- Born: Adesokan Adedeji Emmanuel 23 March 1997 (age 29) Iwajowa, Oyo State, Nigeria
- Education: Obafemi Awolowo University
- Occupations: Comedian, Online streamer

= Shank Comics =

Nigerian online comedian

Adesokan Adedeji Emmanuel (born 23 March 1997) professionally known by his stage name Shank Comics, is a Nigerian actor, comedian, online streamer and media influencer. He is widely known for his slogan Lit Gang

==Early life==
Adesokan Adedeji Emmanuel was born on 23 March 1997 in Iwere-Ile, Iwajowa-Oyo State, and grew up in Olambe, Ogun State. He is born to Nigerian parents and is a descendant of the Yoruba people from the western part of Nigeria. Emmanuel had his primary education at Goodness and Mercy Private School in Olambe, Ogun State, and Lagos State Model College Meiran for his secondary education. He studied Electrical Engineering at Obafemi Awolowo University in Ile-Ife, Osun State for his tertiary education.

==Career==
Shank began creating memes for fun and sharing them with his friends while chatting. He was encouraged by his friends to take them more seriously. In 2017, he began skit-making and rose to stardom during the COVID-19 pandemic. In 2020, he gained popularity on Instagram and was celebrated three years after by Meta, during its "Made by Africa, Loved by the World" Campaign, among other content creators. He considers Kevin Hart, Bovi, and Trevor Noah as his role model.

On 6 April 2022, Shank launched his online store Lit Gang, where he sells branded head wears like head warmers, face caps, and bucket hats. On 23 June 2022, in an interview with Cool FM Nigeria, he reveals how he started content creation from boredom in 2020, after relocating to Lagos in November 2019, and why he cannot accept 10 million naira for endorsement deals. On 6 July 2022, Shank took to his Twitter handle to announce the arrival of his first car. On 1 December 2022, he appeared on YouTube end-of-year Top 10 Breakout-Creators List.

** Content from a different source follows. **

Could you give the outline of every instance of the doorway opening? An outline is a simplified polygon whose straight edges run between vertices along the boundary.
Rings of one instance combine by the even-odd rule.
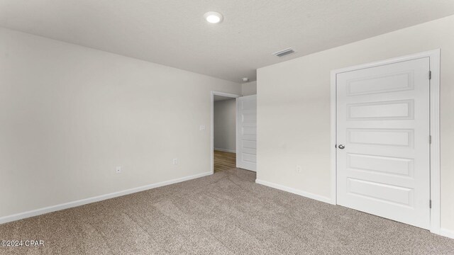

In March 2026, Shank Comics won the Best Streamer award at the SiGMA Africa Awards held in Cape Town, South Africa, recognising his impact in the African streaming space.

==Controversy==
On 29 May 2023, he was dragged on Twitter following the release of his recent skit titled: If Joseph was a Nigerian. Many people expressed disappointment with the skit and described it as an insult to Christianity. Thereafter he apologized after taking down the video from his YouTube channel and social platforms.